I am hoping..that I can put all my trust in the Lord, knowing he will meet my every need. That I will quickly lay aside worry and dwelling on the unsure things that come into my days.

I am creating…. Fronts for greeting cards. These are done by doing paper embroidery patterns. The current ones are done on navy blue cardstock and the colors of the threads “pop” with the dark cardstock.
I have perhaps 2 dozen different patterns pricked and ready for embroidery. It is slow work but I find it almost meditative. It is rewarding knowing that in the end, they will become cards to be sent out and hopefully bless others as well.

I am hearing… classical music from the radio. I am thankful that we have such a good public radio station giving me a wonderful range of music for just the flip of the switch. I have come to so appreciate classical music.

Around the house… nothing much is happening yet. The kitties and dog have been fed, and now are watching birds from the windows or settling in for a morning nap.

One of my favorite things…the smell of clean sheets. Today I stripped the beds and put the clean sheets on the bed. What a wonderful fragrance they are. I was tempted to crawl back in bed.

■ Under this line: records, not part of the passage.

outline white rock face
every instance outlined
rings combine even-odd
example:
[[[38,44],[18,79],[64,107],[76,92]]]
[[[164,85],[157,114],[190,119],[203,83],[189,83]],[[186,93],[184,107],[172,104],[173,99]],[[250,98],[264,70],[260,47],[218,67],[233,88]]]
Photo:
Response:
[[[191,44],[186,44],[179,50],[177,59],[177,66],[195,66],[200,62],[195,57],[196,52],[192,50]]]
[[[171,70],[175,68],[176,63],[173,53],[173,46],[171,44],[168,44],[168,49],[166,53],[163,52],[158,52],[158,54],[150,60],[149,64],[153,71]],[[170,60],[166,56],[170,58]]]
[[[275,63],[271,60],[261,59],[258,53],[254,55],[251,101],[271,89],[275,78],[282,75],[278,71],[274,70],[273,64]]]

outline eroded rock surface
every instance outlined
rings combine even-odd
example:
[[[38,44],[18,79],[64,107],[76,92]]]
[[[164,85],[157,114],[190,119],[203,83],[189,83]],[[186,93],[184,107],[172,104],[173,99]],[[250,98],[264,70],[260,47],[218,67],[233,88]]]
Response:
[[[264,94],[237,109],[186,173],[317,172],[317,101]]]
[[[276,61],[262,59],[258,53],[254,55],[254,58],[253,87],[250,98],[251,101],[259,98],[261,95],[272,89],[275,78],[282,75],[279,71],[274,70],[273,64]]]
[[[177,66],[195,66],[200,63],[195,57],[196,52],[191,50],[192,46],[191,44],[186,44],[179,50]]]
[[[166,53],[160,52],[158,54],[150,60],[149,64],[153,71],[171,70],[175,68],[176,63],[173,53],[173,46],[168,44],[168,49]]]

A few plans for the rest of the week….will include art class at the senior center and hopefully if the weather and roads permit a trip to our favorite supplier of popcorn. It is a trip of almost 80 miles one way and could be enjoyable. If I go I will stop along the way at a nice sewing center and pick up some additional colors of machine embroidery floss to use on the paper embroidery I am currently working on. They are made for machine embroidery but work well with fine beading needles and make things so lovely.

Here is a picture thought I am sharing with you Sunrises and sunsets were meant to bring us back to our center and remind us that things in our lives should be more simple.

1 comment:

  1. Sally Ann, I so agree with you about mothering doesn't stop when the kids grow up and leave home. The hardest thing for me to do was cut the apron string and let them learn from their mistakes. God was my crutch I leaned on when I wanted to rush in and take over for them.
    Can't wait to see your cards they sound so neat.